Australia is the land of dangerous animals, but it also has its fair share of plants that are poisonous. Though it is herbivores that generally face the brunt of these poisons, they’re dangerous to human beings too in the right doses. This piece contains a list of the most commonly found plant poisons in Australia.

Australia is known as the land of pests and dangerous animals. Even the duck-billed platypus, thought as a perfect example of a docile, lazy thing, is known to bite and sting, so tourists to the country are generally wary of what animals to approach and what to leave alone.

But Australia also has a wide ecosystem of poisonous plants. Now many of these plants are not potent enough to claim a human life, and many of the victims of plant poisoning in Australia tend to be curious children, but even if it is an upset stomach you’re risking, why do it if you can afford not to?

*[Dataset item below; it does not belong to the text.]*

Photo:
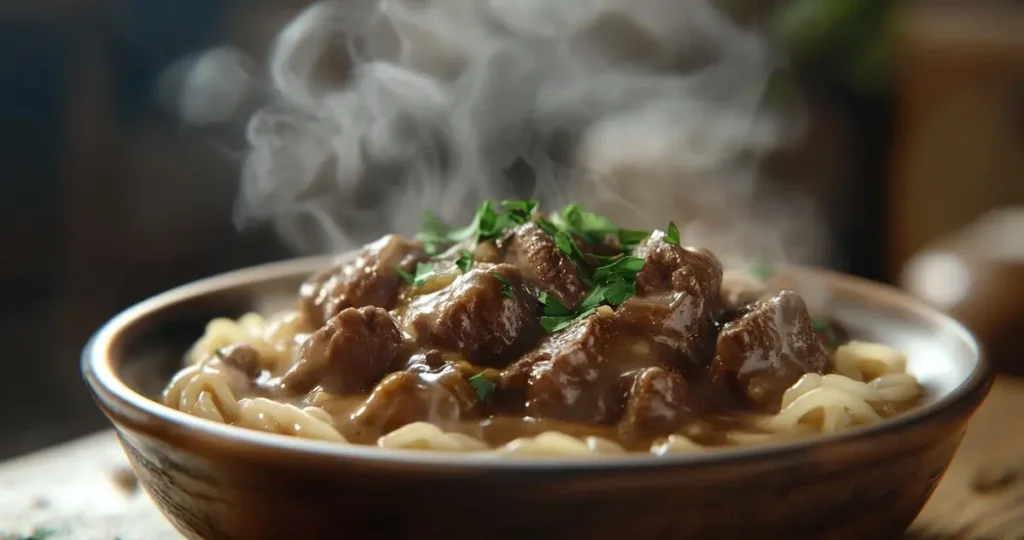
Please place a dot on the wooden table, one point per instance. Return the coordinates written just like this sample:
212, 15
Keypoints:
83, 490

Also, poisonous plants tend to cause a lot of economic damage in the form of animal lives. Here is a list of five poisonous plants in Australia that you should therefore be wary of.

1. White Cedar

White Cedar

These brown small round fruits contain neurotoxins that are poisonous to humans in quantity. So you will be fine if you eat one or two, but have a bunch of them and you’re asking for trouble. These fruits are tolerated – and probably even liked – by birds, who pluck them and disperse their seeds, but as a human, you’d do well to steer clear of this widespread native tree. No matter how hungry you are.

2. Poison Peas

Poison Peas

Named accurately. These are confined mostly to Western Australia, and produce the metabolic toxin, sodium fluoroacetate. This is compound is synthesised artificially and sold as Poison 1080, which is used to poison, rabbits, foxes and wild dogs. Many native animals of Western Australia have developed a tolerance for this poison, but it’s most definitely not safe for a human to ingest.

3. Milky Mangrove

Milky Mangrove

It’s also called ‘blind your eye’ mangrove, and is found from northern New South Wales around the northern half of Australia to Western Australia along the river estuaries. It secretes a milky substance that can cause temporary blindness. The smoke from the fires made from its wood is also poisonous.

4. Jequirity


Also called the rosy pea, and it is beautiful to look at, with a lovely orange and black texture. These seeds are sometimes used to make jewellery, but each of them contains enough of the toxin Abrin to kill an adult human being many times over. Abrin is chemically similar to the toxin Ricin, so wear them around your neck if you must, but by all means resist the temptation to taste them. And keep them out of reach of children, obviously.

5. Oleander


Oleander is another of those plants used widely as ornamentals due to their attractive colour combination. They produce cardiac glycosides, which disturb normal heart functioning and lead to fatal consequences. Yellow Oleander is responsible for many deaths in Asia – most notably in India and Sri Lanka.